Rezension

Bestimmt das Schicksal oder der Zufall das Leben? Eine Liebesgeschichte mit zwei alternativen Wegen

Zwei Leben mit dir
von Holly Miller

Bewertet mit 4 Sternen

Als Lucy Lambert gerade ihren unliebsamen Job in einer Werbeagentur gekündigt hat, lernt sie abends in einer Bar Caleb, einen lokalen Fotografen aus ihrer Küstenstadt, kennen. Bevor sie ein intensiveres Gespräch führen können, begegnet ihr Max, ihre große Liebe, die sie vor zehn Jahren aus heiterem Himmel verlassen hatte und inzwischen Immobilienanwalt in London ist.
Lucy steht beruflich als auch privat vor einem Scheideweg: Soll sie in Shoreley bleiben und versuchen, ihren Traum als Schriftstellerin zu verwirklichen und damit Caleb eine Chance geben? Oder soll sie weiterhin als Werbetexterin arbeiten und versuchen, in der renommierten Werbeagentur Supernova in London eine Anstellung zu finden und damit auch Max nach London folgen?

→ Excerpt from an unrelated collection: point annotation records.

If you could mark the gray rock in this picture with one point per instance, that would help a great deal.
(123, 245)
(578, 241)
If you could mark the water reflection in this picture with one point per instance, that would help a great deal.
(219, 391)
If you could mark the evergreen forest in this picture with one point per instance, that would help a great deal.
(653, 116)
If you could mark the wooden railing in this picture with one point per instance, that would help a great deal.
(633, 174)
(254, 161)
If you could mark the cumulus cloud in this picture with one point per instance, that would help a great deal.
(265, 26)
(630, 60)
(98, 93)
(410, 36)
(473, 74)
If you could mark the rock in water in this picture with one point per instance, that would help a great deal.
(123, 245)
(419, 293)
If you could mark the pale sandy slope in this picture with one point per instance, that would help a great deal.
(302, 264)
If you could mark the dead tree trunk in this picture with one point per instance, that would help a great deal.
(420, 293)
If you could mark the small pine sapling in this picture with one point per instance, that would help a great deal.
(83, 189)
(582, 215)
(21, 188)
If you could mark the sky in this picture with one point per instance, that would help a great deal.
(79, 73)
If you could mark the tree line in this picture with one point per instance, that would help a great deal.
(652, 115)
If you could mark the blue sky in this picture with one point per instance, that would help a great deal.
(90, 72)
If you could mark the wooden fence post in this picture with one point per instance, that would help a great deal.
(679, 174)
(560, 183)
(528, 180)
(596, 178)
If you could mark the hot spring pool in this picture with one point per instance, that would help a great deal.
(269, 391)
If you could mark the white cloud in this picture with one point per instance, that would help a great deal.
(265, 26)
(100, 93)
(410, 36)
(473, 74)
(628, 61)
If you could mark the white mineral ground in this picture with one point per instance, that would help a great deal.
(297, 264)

In dem Roman werden beide Wege aufgezeigt. Lucy wird einmal ihren Weg in Shoreley gehen, das Risiko aufnehmen, mit ihrem Roman zu scheitern und mit Caleb einen neuen Mann an ihre Seite lassen. In einem zweiten Erzählstrang zieht Lucy in eine WG zu ihrer Freundin Jools nach London, ergreift den anstrengenden Job in der Werbeagentur und gibt Max eine zweite Chance, mit der Angst behaftet, dass er sie erneut verlassen könnte.

Beide Geschichten sind zunächst etwas vorhersehbar und belanglos, bevor erste Schwierigkeiten auftreten und Lucy in beiden Alternativen zu zweifeln beginnt. Caleb ist ein Romantiker, der liebevoll frischen Wind in ihr Leben bringt und an ihr Talent als Schriftstellerin glaubt, aber er hat eine bewegte Vergangenheit, die Lucy zutiefst verunsichert.
Max hat sich verändert, ist erwachsen geworden und führt ein gut situiertes Leben in London. Die alten Gefühle zwischen beiden sind wieder da, aber Lucy kann die Vergangenheit nicht hinter sich lassen und als sie den Grund für ihr damaliges Liebesaus erfährt, wird sie in ihren Grundfesten erschüttert.
Interessanter werden beide Geschichten, als es Parallelen gibt und immer wieder die Frage aufkommt, wie viel im Leben wir selbst entscheiden können und wie viel Schicksal ist. Kann man seinem vorgezeichneten Leben tatsächlich entgehen oder führen unterschiedliche Wege unweigerlich in dieselbe Richtung? Gibt es ein Richtig und ein Falsch? Und gibt es einen Seelenverwandten, wie Lucy prophezeit wurde? Und wer ist es in ihrem Fall: die alte, bekannte Liebe oder die neue, unbekannte Liebe - beide mit unterschiedlichen Risiken behaftet?

Da sich beide Handlungsstränge in ihren Grundzügen unterscheiden, ist es nicht schwierig, die parallelen Leben von Lucy auseinanderzuhalten. Sie selbst ist jedoch stets dieselbe Figur, was die Geschichte authentisch macht. In ihren beiden Leben lässt sich Lucy leicht verunsichern und stellt ihre Entscheidungen und die Menschen, die sie liebt, in Frage. Es fällt ihr schwer, Vertrauen zu fassen, was sich durch ihre Erlebnisse in der Vergangenheit begründen lässt, die sich erst allmählich offenbaren. Überzeichnet ist jedoch, wie überaus dramatisch Lucy auch nur auf Kleinigkeiten reagiert. Die Stimmung des Buches ist deshalb nicht unbeschwert romantisch, sondern geradezu bedrückend melancholisch. Es fehlt das Gefühl, dass Lucy in einem ihrer Leben wirklich ihr Glück gefunden hat.

"Zwei Leben mit dir" ist ein Buch über die Frage "Was wäre, wenn...?" Das Ende lässt Interpretationsspielraum zu, aber betrachtet man den Titel "Zwei Leben mit dir", ist offensichtlich in welche Richtung die Autorin die/den Leser*in lenken möchte.
Es ist eine Liebesgeschichte, die spannende Fragen aufwirft und nachdenklich stimmt, ob der Zufall oder das Schicksal das Leben bestimmt und ob unsere Entscheidungen überhaupt etwas ändern können.